Esta é, de forma resumida, a proposta que o secretário da Fazenda do Pará, José Tostes Neto, defende para a reforma tributária. Segundo ele, a mudança deve corrigir os problemas do sistema tributário atual, garantindo uma divisão mais equilibrada dos recursos entre as unidades federativas e, desta forma, agir como um indutor do desenvolvimento nas regiões menos desenvolvidas.
Ao enumerar essas medidas para o DIÁRIO DO PARÁ, o secretário da Fazenda reiterou os principais tópicos por ele abordados em sua apresentação durante o seminário sobre reforma tributária.
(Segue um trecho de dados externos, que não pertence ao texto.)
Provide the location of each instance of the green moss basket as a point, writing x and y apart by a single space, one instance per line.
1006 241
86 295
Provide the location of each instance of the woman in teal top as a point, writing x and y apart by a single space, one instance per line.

O evento foi promovido em Belém pela Comissão de Finanças e Tributação da Câmara dos Deputados e realizado no auditório Albano Franco, da Federação das Indústrias do Pará (Fiepa), no final de maio.
De acordo com José Tostes Neto, a carga tributária em 2009 foi de 34,9% considerando a arrecadação de todos os níveis de governo. Em relação a base tributável, 49,2% eram tributos sobre o consumo; 19,9% tributos sobre a renda; 26% sobre folhas de pagamentos, 3,4% impostos sobre a propriedade e 1,5% outros tributos.
Quanto à arrecadação, a União é responsável por 69,8%, os Estados por 25,6% e os municípios por 4,6%. Como alguns tributos são partilhados, depois das transferências 52,2% dos impostos ficam com a União, 25,3% com os estados e 18,5% com os municípios.